Vous voulez aller mieux ? Vous trouverez ici les 6 étapes du chemin qui mène vers la guérison. D’abord, soignez vos traumas passés. Ensuite, acceptez d’aller bien. Enfin, célébrez la vie sur terre, celle des autres, tout comme la vôtre.

Sur le chemin

Décrivons-les une à une, de la pause à la célébration de la vie sur terre. A chaque étape correspond une technique de soins privilégiée.

1. Faire une pause et prendre du recul

Cette première étape, que j’ai appelée « faire une pause », est essentielle si vous voulez avancer sur votre chemin. Commencez donc par recenser ce qui vous importe dans la vie. Quelle idée avez vous, maintenant, de votre passé, de votre présent et de votre avenir ? Que voulez-vous modifier ? Vous trouverez un questionnaire sur ce site. Sélectionnez alors les relations, les comportements ou les croyances négatives que vous voulez modifier.
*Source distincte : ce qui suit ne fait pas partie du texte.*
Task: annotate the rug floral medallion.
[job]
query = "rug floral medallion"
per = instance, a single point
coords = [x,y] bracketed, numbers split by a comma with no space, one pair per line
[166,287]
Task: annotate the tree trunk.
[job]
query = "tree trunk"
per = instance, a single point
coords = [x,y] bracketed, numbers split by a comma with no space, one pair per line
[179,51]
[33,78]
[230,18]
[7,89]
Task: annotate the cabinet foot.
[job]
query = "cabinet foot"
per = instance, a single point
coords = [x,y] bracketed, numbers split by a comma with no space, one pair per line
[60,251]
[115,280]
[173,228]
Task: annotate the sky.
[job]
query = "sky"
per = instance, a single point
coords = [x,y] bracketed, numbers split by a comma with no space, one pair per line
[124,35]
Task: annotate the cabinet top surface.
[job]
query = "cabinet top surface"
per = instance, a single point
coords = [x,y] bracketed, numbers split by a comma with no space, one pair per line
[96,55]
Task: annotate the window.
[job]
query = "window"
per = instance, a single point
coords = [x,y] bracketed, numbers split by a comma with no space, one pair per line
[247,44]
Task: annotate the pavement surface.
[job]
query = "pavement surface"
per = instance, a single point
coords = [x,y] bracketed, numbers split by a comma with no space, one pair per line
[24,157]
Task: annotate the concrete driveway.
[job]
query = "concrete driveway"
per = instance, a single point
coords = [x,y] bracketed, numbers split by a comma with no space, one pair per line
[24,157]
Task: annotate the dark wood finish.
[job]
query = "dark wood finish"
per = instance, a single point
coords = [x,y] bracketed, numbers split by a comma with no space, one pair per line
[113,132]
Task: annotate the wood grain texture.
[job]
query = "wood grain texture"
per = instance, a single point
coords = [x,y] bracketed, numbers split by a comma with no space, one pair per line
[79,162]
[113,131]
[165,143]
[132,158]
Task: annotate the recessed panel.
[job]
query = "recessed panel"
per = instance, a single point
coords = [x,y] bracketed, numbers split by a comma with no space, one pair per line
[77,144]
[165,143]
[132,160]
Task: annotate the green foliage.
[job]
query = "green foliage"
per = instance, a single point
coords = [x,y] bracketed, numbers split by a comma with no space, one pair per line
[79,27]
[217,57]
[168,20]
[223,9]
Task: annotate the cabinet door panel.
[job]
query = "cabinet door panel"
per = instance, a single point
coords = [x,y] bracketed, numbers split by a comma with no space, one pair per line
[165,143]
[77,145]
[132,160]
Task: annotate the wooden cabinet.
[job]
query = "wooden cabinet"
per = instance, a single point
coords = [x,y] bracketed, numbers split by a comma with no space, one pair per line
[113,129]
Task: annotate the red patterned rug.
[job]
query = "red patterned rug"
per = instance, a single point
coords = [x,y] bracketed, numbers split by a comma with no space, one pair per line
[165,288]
Si vous voulez favoriser votre sécurité, vous pouvez construire préalablement un lieu sûr imaginaire, dans lequel vous reviendrez si vous vous sentez en danger.

Ensuite, avancez pas-à-pas sur le chemin en apprenant d’abord à vous relaxer, à prendre conscience de ce qui se passe en vous et de l’accepter. Il ne s’agit pas de se « corriger », mais de s’accepter, d’accepter ses émotions, sa colère éventuelle et de prendre du recul sur ses émotions. Vous prendrez alors conscience des pensées négatives qui les précèdent.

Une fois que vous vous êtes accepté, vous pouvez alors demander de l’aide. Se sentir responsable et demander de l’aide, sont essentiels pour passer aux 3 étapes suivantes de cicatrisation des traumatismes.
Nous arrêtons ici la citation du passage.